Out of the seven dwarfs, Dopey is the only one of the seven dwarfs who doesn't introduce himself to Snow White. It is known that Dopey that he never learnt himself how to talk and the audience realize that's why he never speaks throughout the film. Instead, Happy introduces Dopey to Snow White. In fact, Happy is the only one of the seven dwarfs that doesn't allow Snow White to guess who is name is - instead, Happy interrupts and doesn't listen to Snow White's quest "Don't tell me, I'll guess your names," she couldn't even get a chance to guess which one is Dopey - and yet Dopey would've been an obvious guess.
In this sequence, we learn on how all the seven dwarfs are unsophisticated compared to Snow White. Their social skills weren't very good from the start, as they didn't know how to greet one another. Grumpy and Doc tend to argue in this sequence - and even argue horribly in the bedroom fight scenes that were deleted from the film. Grumpy is the most unsophisticated dwarf there. Throughout the film, the dwarfs become more sophisticated and mannered, thanks to Snow White. At first, they never washed their hands and rarely did so - even in the deleted soup eating sequence, they didn't know how to eat their soup properly, and often slurped their soup with those horrible sounds, or funny ways.
Grumpy is one of the main focuses in this sequence, he obviously doesn't want Snow White to be living here, and even in the deleted scenes where he and Doc fight horribly - there's a reason why he doesn't want her to stay. He thinks that Snow White is a witch and would cast a spell on the dwarfs, considering that her step-mother is "an old witch".
This there is the bedroom fight between the scene where the dwarfs say "Gooseberry pie - hooray she stays" and between the shot where the cauldron boils. The scenes do not work in that film, and the voices of the dwarfs have obviously been unedited or just recorded, and that's why the voices sound terrible. The animation is all by Fred Moore, and even Snow White scenes by Grim Natwick, and one scene of Snow White shouting "STOP" by Jack Campbell. It's a "miss" sequence, a sequence that doesn't belong in the film.

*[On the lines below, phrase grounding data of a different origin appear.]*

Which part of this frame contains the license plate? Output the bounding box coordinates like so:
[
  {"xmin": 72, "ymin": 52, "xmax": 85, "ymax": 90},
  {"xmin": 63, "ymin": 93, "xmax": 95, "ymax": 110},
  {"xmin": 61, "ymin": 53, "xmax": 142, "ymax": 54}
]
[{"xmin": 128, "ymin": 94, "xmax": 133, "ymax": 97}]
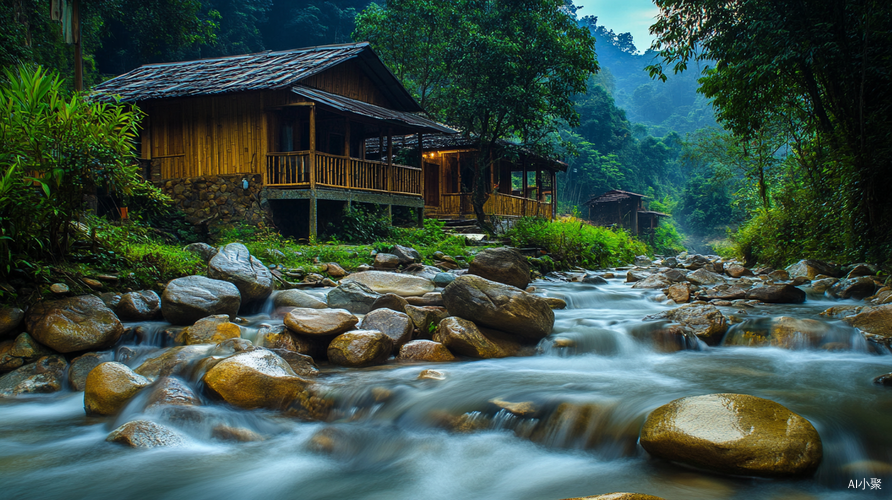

In this sequence, the main dwarfs animator here is Fred Moore, and he animates nearly of the dwarfs by himself - except for a few scenes that are animated by Frank Thomas in the beginning shots. As soon as Frank animates the dwarfs pulling the sheets off Snow White - Fred Moore takes over the dwarfs and continues from then on. I really like Moore's animation on the dwarfs, they are so flexible, smooth and very appealing - too. There isn't really bad animation in that sequence, they all work well. When you watch this sequence (as an animation enthusiast or historian), you can really see Fred Moore's animation in the film - with his rubber hose and chubby cheeks he provides for the dwarfs. Fred was a very young animator at the time (around 25 when animating this sequence), and yet he was very capable of animating great acting scenes like when Doc can't control his speech or what he's going to say, Fred was told to be a natural at animation - and never had any animation training - it goes to show that naturals are great at those jobs.
I also like Ham Luske's animation of Snow White a lot. He animates the entire character in that sequence (with one scene surviving in this sequence by Grim Natwick). Luske's animation of Snow White may look child looking, but not too much here in this sequence. I think that Luske's animation of Snow White really works here - she does look very different, from what Grim Natwick and Jack Campbell animate, and a lot younger looking - but the animation does work very well. Ham animates the lips very solid and smoothly done, and I like the way he animates Snow White's eyes differently from Natwick or Campbell.
All in all, this sequence is a great introduction to Snow White and the dwarfs - and they all decide that she could stay (just over gooseberry pie), and in that case - the dwarfs are still unsophisticated.